Disney just wasn't enough fun for Alexis. She HAD to add a little side game to her play. It's called "How Many Things Can I Find to Fear." She's been playing it all week, and I'm pretty sure she'll be making a stop by Ripley's to get her world record certified. The answer to the game is A LOT. Some examples:
Robots: Robots of any size, shape, or form must maintain a 30-foot distance. Really, not a big deal at Walt Disney World. Oh, wait . . .
Self-flushing toilets: It's an old phobia, and one that I have managed to work around by memorizing the location of every old school public toilet in the greater Pittsburgh area. But Guess what . . . so far I've found TWO old school toilets in a Disney park. TWO. Good thing the kid can hold pee better than anyone I've ever known.
Birds: Another old phobia, and one that really isn't a big deal at home. Lots of people are willing to kick pigeons out of Alexis' way, but those people aren't here to kick the ducks, geese, cranes, and every other kind of bird that hangs out at the parks. Drop a french fry and twenty of them will magically appear out of nowhere to eat it. Make sure you give Alexis a 30-minute head start before you drop the fry, though, because she will flip the hell out if she sees a single bird.

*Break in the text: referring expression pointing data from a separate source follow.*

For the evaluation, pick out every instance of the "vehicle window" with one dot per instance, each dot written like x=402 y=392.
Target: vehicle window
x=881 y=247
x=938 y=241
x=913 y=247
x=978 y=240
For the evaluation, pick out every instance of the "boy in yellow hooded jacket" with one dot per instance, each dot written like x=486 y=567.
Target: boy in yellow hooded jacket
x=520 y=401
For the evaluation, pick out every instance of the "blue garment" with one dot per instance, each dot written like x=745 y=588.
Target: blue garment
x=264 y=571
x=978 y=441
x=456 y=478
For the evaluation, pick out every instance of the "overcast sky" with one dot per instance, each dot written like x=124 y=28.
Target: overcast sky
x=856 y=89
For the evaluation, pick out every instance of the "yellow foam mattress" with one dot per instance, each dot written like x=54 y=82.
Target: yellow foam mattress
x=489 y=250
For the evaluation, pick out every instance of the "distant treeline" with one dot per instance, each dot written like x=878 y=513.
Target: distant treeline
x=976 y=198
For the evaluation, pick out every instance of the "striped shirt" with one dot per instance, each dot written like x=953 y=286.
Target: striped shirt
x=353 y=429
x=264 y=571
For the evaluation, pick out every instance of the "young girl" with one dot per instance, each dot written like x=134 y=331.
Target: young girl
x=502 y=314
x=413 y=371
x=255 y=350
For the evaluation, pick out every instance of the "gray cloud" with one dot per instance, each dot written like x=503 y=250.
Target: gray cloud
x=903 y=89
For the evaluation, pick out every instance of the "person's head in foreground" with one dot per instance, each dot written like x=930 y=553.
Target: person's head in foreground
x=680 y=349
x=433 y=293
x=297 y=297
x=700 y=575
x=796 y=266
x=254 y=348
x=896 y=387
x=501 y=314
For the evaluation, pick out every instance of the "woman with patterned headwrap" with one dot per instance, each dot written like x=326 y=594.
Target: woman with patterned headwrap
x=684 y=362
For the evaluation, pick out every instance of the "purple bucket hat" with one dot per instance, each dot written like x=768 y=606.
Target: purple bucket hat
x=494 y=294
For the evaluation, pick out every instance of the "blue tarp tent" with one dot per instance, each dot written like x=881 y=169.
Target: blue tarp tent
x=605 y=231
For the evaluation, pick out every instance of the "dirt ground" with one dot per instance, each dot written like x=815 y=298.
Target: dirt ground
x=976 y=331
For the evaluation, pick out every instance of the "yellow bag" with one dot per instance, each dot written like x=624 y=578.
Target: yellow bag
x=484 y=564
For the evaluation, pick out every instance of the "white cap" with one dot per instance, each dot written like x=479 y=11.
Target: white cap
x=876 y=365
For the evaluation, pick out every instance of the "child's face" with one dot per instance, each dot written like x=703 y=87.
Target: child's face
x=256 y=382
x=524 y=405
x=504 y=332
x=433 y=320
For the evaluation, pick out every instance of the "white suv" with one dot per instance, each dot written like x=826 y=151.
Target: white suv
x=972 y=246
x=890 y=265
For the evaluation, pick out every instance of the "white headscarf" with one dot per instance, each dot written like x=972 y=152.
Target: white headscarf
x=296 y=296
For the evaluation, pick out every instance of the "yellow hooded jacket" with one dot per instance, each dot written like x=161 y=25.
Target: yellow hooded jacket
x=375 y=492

People in costumes: We're talked about this one, but I didn't mention that it includes the "real" people like Cinderella. Oh, and by the way, I have never seen as many characters as I have on this trip, and I used to know their appearance schedules. GOOD TIMES!
Boats: Technically the issue is the horn on the big boat that takes people to the Magic Kingdom, but that phobia spread like wild fire and already seems to now include all boats. Even row boats. That she's not in.
Fireworks: Totally not a problem at all because Disney? Doesn't like fireworks. Nope, not at all. Ever.
The Dark: Funny thing. Disney Magic can do a lot of things. It can make extra buses appear when there are far too many people waiting to get on one tiny bus. It can make free replacement fries drop out of the sky when you accidentally knock a brand new container of them on the ground. It can make a little girl forget just how much she fears people in costumes. It cannot stop the sun from setting. Maybe Tinkerbell needs to bust out some ultra-power pixie dust.
Talking trash cans: Do you know how much I love the talking trash can in Tomorrowland? A LOT. Too bad I won't be getting to feed it some yummy trash.
The tiles in the shape of the evil step-sisters inside Cinderella's castle: I'm so not kidding. We can't walk through the castle because "the bad girls" will get us. Oye.
Some rides: I'd tell you exactly which rides are too scary for Toddler consumption, but that changes minute by minute. She LOVES Pooh Ride. She HATES Pooh Ride. She LOVES Pooh Ride. She HATES Pooh Ride. Every time we stand in a line, it's like playing Russian Roulette.
That's not even the whole list of current phobias. That's just the ones that Mr. Husband and I have been exploiting for our own amusement.
C'mon, you know you would do it, too.